First in situ evidence of nonterrestrial organics in Martian surface sediments Chlorinated hydrocarbons identified in the Sheepbed mudstone by SAM Organics preserved in sample exposed to ionizing radiation and oxidative condition.

Volatile and organic compositions of sedimentary rocks in Yellowknife Bay, Gale crater, Mars

H2O, CO2, SO2, O2, H2, H2S, HCl, chlorinated hydrocarbons, NO, and other trace gases were evolved during pyrolysis of two mudstone samples acquired by the Curiosity rover at Yellowknife Bay within Gale crater, Mars. H2O/OH-bearing phases included 2:1 phyllosilicate(s), bassanite, akaganeite, and amorphous materials.
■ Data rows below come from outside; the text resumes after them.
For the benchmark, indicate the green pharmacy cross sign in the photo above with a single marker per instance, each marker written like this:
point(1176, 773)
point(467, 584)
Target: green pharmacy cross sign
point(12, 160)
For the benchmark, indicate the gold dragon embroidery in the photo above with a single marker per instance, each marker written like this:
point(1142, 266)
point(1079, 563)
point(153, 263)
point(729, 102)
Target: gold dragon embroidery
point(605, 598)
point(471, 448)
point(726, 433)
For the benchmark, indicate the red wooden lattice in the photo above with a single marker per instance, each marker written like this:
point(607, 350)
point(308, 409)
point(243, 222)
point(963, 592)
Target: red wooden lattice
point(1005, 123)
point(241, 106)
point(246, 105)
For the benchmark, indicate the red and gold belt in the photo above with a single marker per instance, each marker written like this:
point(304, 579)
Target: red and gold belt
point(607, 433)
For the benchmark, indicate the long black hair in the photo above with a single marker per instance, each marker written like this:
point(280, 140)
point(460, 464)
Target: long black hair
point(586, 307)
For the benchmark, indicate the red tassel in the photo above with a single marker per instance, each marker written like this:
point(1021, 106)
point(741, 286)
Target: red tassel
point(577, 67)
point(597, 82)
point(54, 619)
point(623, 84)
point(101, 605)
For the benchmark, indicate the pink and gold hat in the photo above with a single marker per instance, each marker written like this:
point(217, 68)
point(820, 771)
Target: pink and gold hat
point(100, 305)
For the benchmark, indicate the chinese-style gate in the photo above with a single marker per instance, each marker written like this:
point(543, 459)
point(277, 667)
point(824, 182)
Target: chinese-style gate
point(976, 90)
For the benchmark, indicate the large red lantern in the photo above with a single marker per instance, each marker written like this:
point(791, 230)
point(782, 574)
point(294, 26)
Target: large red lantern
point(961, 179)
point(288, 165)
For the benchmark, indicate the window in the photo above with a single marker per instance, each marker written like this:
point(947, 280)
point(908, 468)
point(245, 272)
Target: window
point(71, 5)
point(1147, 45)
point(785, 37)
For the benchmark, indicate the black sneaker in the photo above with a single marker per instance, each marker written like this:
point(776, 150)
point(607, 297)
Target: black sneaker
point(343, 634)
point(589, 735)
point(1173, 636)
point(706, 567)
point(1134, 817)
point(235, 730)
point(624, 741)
Thermal decomposition of carbonates and combustion of organic materials are candidate sources for the CO2. Concurrent evolution of O2 and chlorinated hydrocarbons suggests the presence of oxychlorine phase(s). Sulfides are likely sources for sulfur-bearing species. Higher abundances of chlorinated hydrocarbons in the mudstone compared with Rocknest windblown materials previously analyzed by Curiosity suggest that indigenous martian or meteoritic organic carbon sources may be preserved in the mudstone; however, the carbon source for the chlorinated hydrocarbons is not definitively of martian origin.